August had a number of health challenges associated with his cancer, including effects from a stroke, deafness in one ear that required him to go to a school for deaf students, and for 3-and-a-half years, a tracheostomy tube that required his mother to travel with a nurse any time she left the house with her son.
“Medicaid is a critical function for us being able to provide the care that he needs between the pharmacies and the private duty nursing and then, of course, the actual care itself that he receives for the acute situation,” said his mother, Erica Olenski Johansen. “I mean, there's a lot involved, obviously, when you have a kid with medical complexity.
The re-enrollment process had snagged when Johansen missed the paperwork for renewal over last summer because she wasn’t looking for it. But her son should have maintained his coverage because it wasn’t income-based, she said.
In November she got notice that he’d be dropped. Her new income levels prevented her from re-enrolling, even though her income wasn’t a factor in August’s eligibility. Then on Dec. 1, he lost coverage and nursing care.
And it wasn’t until then that an HHSC official was able to help her restart his benefits 10 hours later and resume care the following week.
“They were very apologetic, which I appreciate,” she said.
August had one thing going for him, though: A mother who had worked for years in the health care industry and who was adept at navigating it.
Hundreds of thousands of Texans were not so good at avoiding the bureaucratic landmines.
Texas 2036’s researchers wrote in February that these persistent “administrative barriers” should be addressed by lawmakers when they convene in January 2025 for a new session and budget cycle. “Texas policymakers could make significant inroads toward reducing the state’s uninsured population by increasing awareness of the availability of affordable health coverage options, reducing bureaucratic and administrative complexity during the enrollment process, and improving the customer experience for Texans seeking out coverage,” the report says.

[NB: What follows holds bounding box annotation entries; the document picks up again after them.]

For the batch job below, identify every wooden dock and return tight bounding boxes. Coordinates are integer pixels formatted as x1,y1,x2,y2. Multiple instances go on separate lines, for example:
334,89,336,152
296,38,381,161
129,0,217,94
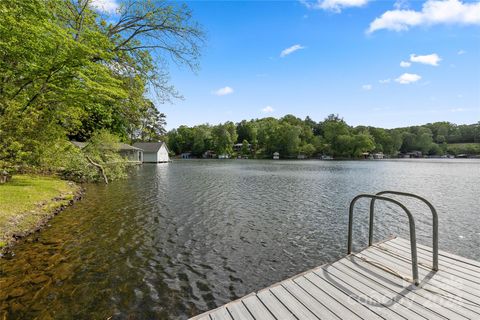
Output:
191,238,480,320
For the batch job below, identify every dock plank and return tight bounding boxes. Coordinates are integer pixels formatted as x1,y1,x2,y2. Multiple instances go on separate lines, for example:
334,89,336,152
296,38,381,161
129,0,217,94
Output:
257,290,297,320
191,238,480,320
227,301,255,320
242,295,275,320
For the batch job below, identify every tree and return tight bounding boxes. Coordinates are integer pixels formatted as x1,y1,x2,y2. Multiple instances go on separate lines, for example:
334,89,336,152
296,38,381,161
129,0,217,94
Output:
0,0,203,178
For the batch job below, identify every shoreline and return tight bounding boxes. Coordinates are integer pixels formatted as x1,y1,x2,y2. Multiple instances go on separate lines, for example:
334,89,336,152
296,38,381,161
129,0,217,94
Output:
0,175,85,259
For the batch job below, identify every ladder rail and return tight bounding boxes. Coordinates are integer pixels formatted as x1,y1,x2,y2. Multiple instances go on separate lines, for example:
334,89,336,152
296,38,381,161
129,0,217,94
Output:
347,194,419,285
368,190,438,271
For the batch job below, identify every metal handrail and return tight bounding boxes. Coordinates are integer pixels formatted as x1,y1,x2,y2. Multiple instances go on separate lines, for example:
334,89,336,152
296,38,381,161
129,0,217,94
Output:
368,190,438,271
347,194,419,285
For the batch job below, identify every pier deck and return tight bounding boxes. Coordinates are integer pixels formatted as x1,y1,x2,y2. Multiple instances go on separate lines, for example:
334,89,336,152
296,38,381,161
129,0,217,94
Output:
192,238,480,320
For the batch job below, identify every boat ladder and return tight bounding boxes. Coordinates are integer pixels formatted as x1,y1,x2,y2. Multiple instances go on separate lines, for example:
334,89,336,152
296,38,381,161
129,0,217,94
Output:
347,190,438,285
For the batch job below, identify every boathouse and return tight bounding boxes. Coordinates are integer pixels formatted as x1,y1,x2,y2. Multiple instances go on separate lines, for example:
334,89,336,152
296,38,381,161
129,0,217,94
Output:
133,142,170,163
72,141,143,162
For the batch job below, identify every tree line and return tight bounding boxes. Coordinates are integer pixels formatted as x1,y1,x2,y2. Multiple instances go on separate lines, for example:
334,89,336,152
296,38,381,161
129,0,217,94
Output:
166,114,480,158
0,0,204,177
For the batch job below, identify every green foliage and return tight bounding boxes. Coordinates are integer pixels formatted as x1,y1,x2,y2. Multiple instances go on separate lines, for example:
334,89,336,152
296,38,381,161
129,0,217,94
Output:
242,139,250,155
0,0,203,180
167,114,480,158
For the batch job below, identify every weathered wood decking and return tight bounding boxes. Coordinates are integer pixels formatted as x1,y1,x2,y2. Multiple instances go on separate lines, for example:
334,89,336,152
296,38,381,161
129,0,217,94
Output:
192,238,480,320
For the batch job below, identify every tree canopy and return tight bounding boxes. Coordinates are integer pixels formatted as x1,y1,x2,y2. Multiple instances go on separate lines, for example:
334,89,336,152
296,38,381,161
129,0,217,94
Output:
0,0,204,179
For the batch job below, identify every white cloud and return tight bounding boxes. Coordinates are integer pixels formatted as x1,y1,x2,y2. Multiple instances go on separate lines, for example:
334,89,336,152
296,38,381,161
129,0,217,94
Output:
393,0,410,10
262,106,275,113
280,44,305,58
90,0,119,13
395,73,422,84
300,0,369,13
367,0,480,33
410,53,442,67
212,87,233,96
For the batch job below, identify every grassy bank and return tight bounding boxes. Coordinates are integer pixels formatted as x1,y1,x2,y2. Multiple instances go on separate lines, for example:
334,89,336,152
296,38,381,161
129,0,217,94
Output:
0,175,80,250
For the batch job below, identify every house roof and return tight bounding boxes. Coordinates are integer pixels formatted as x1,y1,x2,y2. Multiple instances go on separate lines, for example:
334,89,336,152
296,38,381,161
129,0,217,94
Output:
71,141,142,151
133,141,168,152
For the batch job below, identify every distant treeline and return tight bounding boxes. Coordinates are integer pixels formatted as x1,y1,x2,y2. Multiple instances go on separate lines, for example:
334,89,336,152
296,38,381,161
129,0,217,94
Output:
166,114,480,158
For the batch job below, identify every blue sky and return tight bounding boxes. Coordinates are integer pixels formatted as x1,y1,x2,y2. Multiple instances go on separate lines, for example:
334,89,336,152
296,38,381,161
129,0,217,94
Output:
94,0,480,129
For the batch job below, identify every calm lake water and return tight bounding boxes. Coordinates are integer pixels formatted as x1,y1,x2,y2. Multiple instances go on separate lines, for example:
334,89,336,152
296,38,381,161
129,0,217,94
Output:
0,160,480,319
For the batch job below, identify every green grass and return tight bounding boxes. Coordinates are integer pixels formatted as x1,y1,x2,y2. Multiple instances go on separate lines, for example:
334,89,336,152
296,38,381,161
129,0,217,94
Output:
0,175,78,247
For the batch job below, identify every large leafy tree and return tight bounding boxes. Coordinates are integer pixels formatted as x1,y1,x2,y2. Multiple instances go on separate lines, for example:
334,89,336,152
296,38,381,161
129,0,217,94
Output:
0,0,203,170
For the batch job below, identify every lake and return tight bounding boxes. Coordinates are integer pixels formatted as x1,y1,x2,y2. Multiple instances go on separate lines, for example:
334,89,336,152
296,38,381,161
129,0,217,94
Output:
0,159,480,319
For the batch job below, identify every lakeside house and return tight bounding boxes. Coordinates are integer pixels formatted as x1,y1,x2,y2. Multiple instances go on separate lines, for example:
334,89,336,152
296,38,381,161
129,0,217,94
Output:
202,150,217,159
71,141,143,163
232,143,252,152
180,152,192,159
133,141,170,163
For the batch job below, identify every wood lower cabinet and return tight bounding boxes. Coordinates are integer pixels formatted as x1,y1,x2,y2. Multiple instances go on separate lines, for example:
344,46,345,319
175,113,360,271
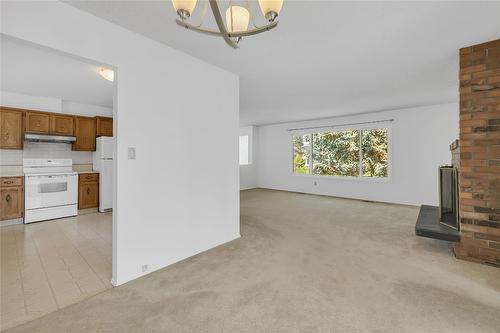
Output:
50,114,75,136
0,107,24,149
78,173,99,209
24,111,50,134
73,117,96,151
0,177,24,220
95,117,113,136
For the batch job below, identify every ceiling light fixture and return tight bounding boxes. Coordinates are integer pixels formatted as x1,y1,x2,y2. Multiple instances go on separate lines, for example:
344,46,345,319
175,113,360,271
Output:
172,0,283,49
97,67,115,82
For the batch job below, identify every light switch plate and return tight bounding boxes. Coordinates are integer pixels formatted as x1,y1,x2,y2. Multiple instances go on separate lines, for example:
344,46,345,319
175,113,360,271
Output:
128,147,135,160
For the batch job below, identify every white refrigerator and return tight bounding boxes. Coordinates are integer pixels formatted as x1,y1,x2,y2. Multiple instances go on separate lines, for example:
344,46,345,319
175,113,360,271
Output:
93,136,115,213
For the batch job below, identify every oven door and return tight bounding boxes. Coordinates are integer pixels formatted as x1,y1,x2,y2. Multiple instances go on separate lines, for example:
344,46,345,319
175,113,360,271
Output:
24,175,78,209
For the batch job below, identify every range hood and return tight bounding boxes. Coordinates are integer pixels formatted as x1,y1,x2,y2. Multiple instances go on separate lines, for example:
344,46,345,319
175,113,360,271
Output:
24,133,76,143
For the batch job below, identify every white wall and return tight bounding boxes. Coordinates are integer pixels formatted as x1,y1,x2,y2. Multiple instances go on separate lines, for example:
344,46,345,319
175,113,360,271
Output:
0,91,113,166
258,103,458,205
1,1,239,284
240,126,258,190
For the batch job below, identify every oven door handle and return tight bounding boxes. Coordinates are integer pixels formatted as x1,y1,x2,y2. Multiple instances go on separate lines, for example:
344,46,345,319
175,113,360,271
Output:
38,182,68,193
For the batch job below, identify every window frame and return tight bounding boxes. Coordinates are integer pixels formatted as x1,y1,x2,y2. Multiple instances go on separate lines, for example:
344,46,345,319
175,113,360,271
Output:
288,121,393,183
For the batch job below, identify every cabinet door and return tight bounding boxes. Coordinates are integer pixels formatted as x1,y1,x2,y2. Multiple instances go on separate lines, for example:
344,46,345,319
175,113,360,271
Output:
0,187,23,220
78,182,99,209
26,112,50,134
50,114,75,135
0,108,23,149
73,117,96,151
96,117,113,136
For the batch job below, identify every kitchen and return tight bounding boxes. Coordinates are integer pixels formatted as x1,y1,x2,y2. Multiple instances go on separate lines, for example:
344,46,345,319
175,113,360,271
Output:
0,36,115,327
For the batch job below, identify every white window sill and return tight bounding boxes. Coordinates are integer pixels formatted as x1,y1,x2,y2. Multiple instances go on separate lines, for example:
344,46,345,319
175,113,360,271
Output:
292,172,391,183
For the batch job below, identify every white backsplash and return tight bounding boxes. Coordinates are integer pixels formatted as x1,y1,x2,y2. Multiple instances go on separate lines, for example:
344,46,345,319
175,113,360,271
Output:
0,142,92,165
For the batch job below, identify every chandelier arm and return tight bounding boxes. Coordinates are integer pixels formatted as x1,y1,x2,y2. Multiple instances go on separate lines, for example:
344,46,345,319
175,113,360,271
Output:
191,1,208,28
175,19,222,37
209,0,238,49
229,21,278,37
175,19,278,38
245,0,259,29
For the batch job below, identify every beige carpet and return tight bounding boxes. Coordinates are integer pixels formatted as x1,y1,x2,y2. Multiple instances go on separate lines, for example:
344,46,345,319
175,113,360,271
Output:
4,190,500,333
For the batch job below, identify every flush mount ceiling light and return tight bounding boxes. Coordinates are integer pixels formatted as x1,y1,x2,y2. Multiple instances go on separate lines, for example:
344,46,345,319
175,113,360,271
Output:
97,67,115,82
172,0,283,49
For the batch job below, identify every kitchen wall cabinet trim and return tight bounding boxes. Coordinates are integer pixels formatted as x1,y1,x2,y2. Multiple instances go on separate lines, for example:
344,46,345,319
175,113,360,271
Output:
24,111,50,134
0,107,24,149
50,113,75,136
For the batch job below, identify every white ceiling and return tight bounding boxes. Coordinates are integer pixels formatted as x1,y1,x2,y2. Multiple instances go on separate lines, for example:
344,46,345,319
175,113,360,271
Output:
0,35,113,107
69,0,500,125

In some other states, enrollees are given administrative express lanes to help with the unwinding and reapplication process — like automatic eligibility if the family already qualifies for food assistance, for example.
Those in Texas who recall the scramble to enroll kids in CHIP during the election season of 2000 say it’s difficult now to watch other states make it easier for qualified people to stay covered — while the processes they put in place decades ago to get so many low-income kids covered have fallen by the wayside.
“The environment has completely flipped,” Fritz said. “It’s like it’s no longer a high priority to get kids enrolled and keep them enrolled. It’s exactly the opposite. It’s sort of like, ‘You’re on your own, people.’ This is where we are. Is this where we want to be?”